The Solar System might be a soggier place than we previously thought - even in the glacially cold reaches of the Kuiper Belt. There, dwarf planet Pluto could be harbouring liquid oceans under a shell of nitrogen ice.

It was thought that the temperature required to maintain a liquid ocean on Pluto was too high for the thick ice to remain unmelted, but Japanese astronomers have found a new possibility: A layer of gas under the ice and above the liquid, insulating the two from each other, and allowing them to coexist.

This could help solve the gravity anomaly detected by the New Horizons probe in the form of the Sputnik Planitia, with its equatorial location and low topography, suggesting a liquid ocean underneath.

A liquid ocean underneath Sputnik Planitia could also explain tectonic features on the planet.
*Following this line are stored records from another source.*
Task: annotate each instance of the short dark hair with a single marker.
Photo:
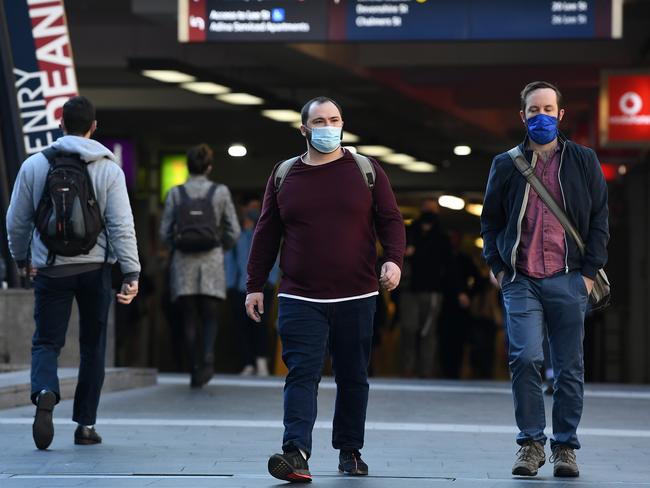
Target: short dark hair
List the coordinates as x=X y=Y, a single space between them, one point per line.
x=536 y=85
x=304 y=113
x=199 y=159
x=78 y=115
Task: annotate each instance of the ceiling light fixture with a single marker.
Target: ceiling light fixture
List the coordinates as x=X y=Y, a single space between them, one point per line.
x=451 y=202
x=350 y=137
x=375 y=151
x=419 y=167
x=240 y=99
x=281 y=115
x=205 y=88
x=398 y=158
x=474 y=209
x=237 y=150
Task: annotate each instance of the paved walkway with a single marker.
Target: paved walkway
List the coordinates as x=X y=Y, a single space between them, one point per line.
x=419 y=434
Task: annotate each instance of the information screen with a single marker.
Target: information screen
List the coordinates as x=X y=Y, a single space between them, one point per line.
x=396 y=20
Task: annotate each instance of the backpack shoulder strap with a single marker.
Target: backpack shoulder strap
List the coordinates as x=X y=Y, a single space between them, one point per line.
x=50 y=153
x=366 y=168
x=281 y=173
x=213 y=189
x=183 y=193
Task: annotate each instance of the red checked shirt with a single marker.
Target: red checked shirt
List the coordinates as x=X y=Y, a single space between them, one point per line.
x=542 y=248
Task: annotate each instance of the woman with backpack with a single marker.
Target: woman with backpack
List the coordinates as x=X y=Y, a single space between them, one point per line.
x=198 y=224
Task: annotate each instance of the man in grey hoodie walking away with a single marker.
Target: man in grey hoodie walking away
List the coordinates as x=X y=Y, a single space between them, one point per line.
x=58 y=279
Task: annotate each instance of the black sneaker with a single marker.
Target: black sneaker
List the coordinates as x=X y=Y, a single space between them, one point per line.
x=350 y=462
x=290 y=466
x=43 y=427
x=86 y=436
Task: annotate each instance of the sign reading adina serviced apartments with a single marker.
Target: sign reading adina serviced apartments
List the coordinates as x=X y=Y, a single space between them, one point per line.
x=43 y=67
x=625 y=107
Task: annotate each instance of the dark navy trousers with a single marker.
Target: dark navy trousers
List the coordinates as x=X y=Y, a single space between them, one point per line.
x=53 y=305
x=308 y=331
x=560 y=302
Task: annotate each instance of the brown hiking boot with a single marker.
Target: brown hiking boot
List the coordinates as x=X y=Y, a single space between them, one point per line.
x=530 y=458
x=564 y=462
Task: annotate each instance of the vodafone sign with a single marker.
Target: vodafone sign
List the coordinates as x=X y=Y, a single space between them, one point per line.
x=627 y=114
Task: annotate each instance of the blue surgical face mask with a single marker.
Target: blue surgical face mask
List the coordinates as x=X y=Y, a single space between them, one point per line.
x=325 y=139
x=542 y=128
x=253 y=214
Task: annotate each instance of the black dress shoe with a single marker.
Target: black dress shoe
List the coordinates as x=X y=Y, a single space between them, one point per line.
x=43 y=427
x=86 y=435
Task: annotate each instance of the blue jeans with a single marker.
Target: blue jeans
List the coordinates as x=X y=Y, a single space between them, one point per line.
x=52 y=308
x=306 y=330
x=561 y=302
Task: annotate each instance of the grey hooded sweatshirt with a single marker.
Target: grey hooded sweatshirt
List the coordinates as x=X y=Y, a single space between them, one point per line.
x=110 y=189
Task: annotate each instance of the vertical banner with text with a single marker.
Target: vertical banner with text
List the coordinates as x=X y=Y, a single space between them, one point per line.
x=43 y=67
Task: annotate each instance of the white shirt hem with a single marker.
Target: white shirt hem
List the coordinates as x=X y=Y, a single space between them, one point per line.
x=328 y=300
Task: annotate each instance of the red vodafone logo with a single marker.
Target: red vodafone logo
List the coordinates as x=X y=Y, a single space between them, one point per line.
x=631 y=103
x=629 y=108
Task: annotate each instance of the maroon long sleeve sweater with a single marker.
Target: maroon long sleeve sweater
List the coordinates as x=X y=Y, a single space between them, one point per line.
x=323 y=215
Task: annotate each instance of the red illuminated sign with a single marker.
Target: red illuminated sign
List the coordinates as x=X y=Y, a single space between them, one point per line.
x=627 y=116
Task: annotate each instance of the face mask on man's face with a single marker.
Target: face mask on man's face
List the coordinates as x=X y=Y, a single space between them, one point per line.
x=325 y=139
x=542 y=128
x=253 y=214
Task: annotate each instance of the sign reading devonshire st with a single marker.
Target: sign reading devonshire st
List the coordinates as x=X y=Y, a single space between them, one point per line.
x=625 y=109
x=396 y=20
x=43 y=67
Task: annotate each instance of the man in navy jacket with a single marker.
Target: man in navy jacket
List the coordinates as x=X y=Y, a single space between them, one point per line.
x=543 y=276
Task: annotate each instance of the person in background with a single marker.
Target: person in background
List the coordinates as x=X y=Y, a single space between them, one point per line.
x=95 y=184
x=198 y=223
x=253 y=337
x=428 y=254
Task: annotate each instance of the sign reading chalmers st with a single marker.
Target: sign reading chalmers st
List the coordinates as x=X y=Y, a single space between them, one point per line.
x=626 y=117
x=43 y=69
x=396 y=20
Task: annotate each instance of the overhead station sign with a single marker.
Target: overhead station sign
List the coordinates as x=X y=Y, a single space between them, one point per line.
x=43 y=67
x=396 y=20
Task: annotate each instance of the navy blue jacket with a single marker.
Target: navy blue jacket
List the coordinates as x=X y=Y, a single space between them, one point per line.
x=584 y=192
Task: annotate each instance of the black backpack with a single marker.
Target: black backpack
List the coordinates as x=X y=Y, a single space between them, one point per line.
x=196 y=223
x=68 y=217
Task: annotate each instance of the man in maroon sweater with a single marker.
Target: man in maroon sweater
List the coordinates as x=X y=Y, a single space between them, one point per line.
x=328 y=219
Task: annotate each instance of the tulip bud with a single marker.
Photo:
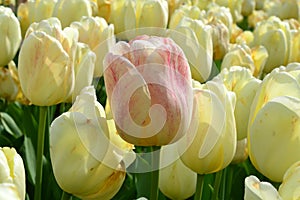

And yet, based on Pluto's age and location, scientists expected that all liquid should have frozen solid.

"To maintain an ocean, Pluto needs to retain heat inside. On the other hand, to maintain large variations in its thickness, Pluto's ice shell needs to be cold," the researchers wrote in their paper.

"Here we show ... that the presence of a thin layer of clathrate hydrates (gas hydrates) at the base of the ice shell can explain both the long-term survival of the ocean and the maintenance of shell thickness contrasts."

The team hypothesised that a gas hydrate layer - a solid, ice-like form of water with gas trapped in a lattice made of its molecules, also called a clathrate - was responsible. But obviously we can't just nip over to Pluto to check things out, so they relied on computer simulations.

Starting 4.6 billion years ago, the age of the Solar System, the researchers simulated the evolution of Pluto, both with and without a gas hydrate layer between the icy shell that covers the Planitia, and the ocean beneath.